Framework for Implementing REST web service in Django
I'm looking to implement a RESTful interface for a Django application. It is primarily 开发者_运维知识库a data-service application - the interface will be (at this point) read-only.
The question is which Django toolsets / frameworks make the most sense for this task.
I see Django-rest and Django-piston. There's also the option of rolling my own.
The question was asked here, but a good two years back. I'd like to know what the current state of play is.
In this question, circa 2008, the strong majority vote was to not use any framework at all - just create Django views that reply with e.g. JSON. (The question was also addressed, crica 2008, here.)

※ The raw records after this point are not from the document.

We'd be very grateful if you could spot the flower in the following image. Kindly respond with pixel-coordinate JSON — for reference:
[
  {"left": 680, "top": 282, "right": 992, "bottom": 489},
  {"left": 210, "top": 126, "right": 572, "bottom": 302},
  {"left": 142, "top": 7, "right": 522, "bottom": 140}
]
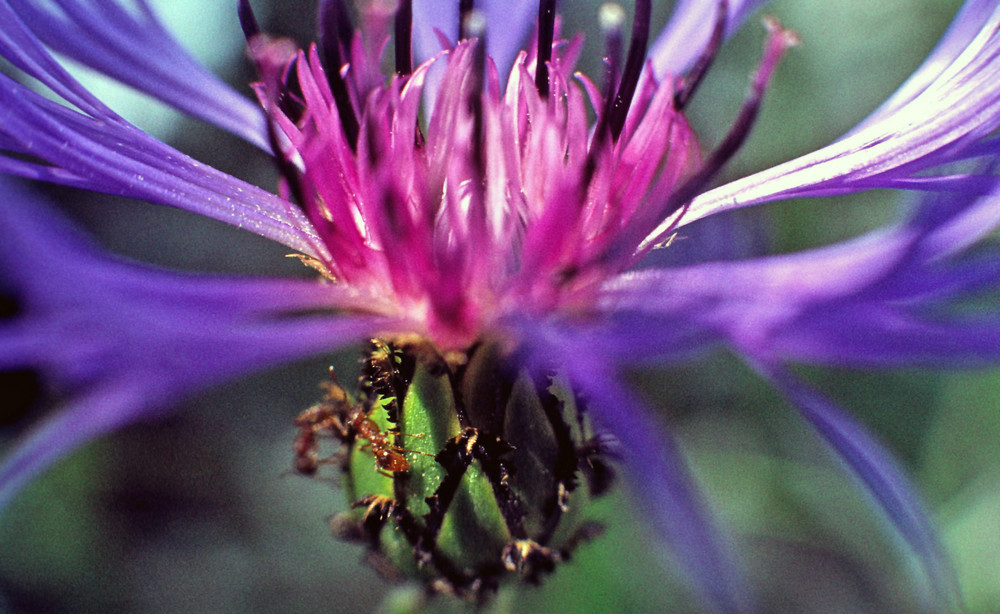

In the current landscape, what makes the most sense?
NOTE: Since this post was written,
django-piston
is no longer actively maintained. As others have mentioned, look intotastypie
ordjango-rest-framework
.
Indeed, you can roll your own, but there's a lot of boilerplate involved.
django-piston is an exceptionally easy to use, and extensible, micro-framework. In addition to mocking up all the necessary views and url patterns, it supports directly mapping models to a REST interface, which is nice if you have a simple use case. I'd suggest looking into it.
And since this question still rated pretty highly in my searches on Google, I'll add this alternative to the mix: http://django-rest-framework.org/
My initial impression is that it does a very good job of embodying the RESTful API design principles described here: http://readthedocs.org/docs/restful-api-design/en/latest/
Using django-rest-interface
Still true.
It's quite trivial to roll your own. Each REST URI maps to a view function. Each REST method (GET, POST, PUT, DELETE) is a simple condition in the view function.
Done.
One way is to roll your own, or use django-piston which is excellent. But the problem I have with piston is that is kind a made to be attached to a existing django-project to add an API. It is not so much made for building a resource oriented API with support for formats including HTML.
The way I see the use case for Piston is, you have a complete website that serves up html content, but then you would attach an api to that at the url /api/*. Then you go and add Piston to it. With this use case Piston is great, no rewrite needed for existing code and you get whatever you need. It may be that Piston works well without separating the api from the user facing part of the site, but I haven't tried that.
It is easier to try to explain this with some examples:
Bitbucket
- User facing url and content: https://bitbucket.org/jespern
- Api url and content: https://api.bitbucket.org/1.0/users/jespern/
Github
- User facing url and content: https://github.com/jgorset
- Api url and content: https://github.com/jgorset.json
Bitbucket is made with Django and django-piston for the API, while Github is made with Ruby On Rails wich has built in support for resources with different formats. I am not saying that you should switch to RoR, because we all love Django, and I am not saying that you couldn't do this with django, but it would be tedious to do this yourself on every view.
So a co-worker and I decided that we wanted some of the "magic" of RoR in Django, but we didn't want it to be magical, but make our lives easier without abstracting everything. So jgorset wrote Respite which is a little Django framework to make "RESTful" APIs in the same fashion as RoR does, but in Django. It is still in early development, but we use it daily in our work projects and it is highly customizable, much like Django itself. It tries to simplify making resource oriented webpages, and structure your code without getting in your way.
So naturally my recommendation would be to look at, and try Respite: https://github.com/jgorset/django-respite/
tastypie is also an option, I've just tried it and it seemed painless until now. I'm playing with a dummy app that exposes an API to a backbone.js client and I've hit no brick walls with this library. This article got me to try it.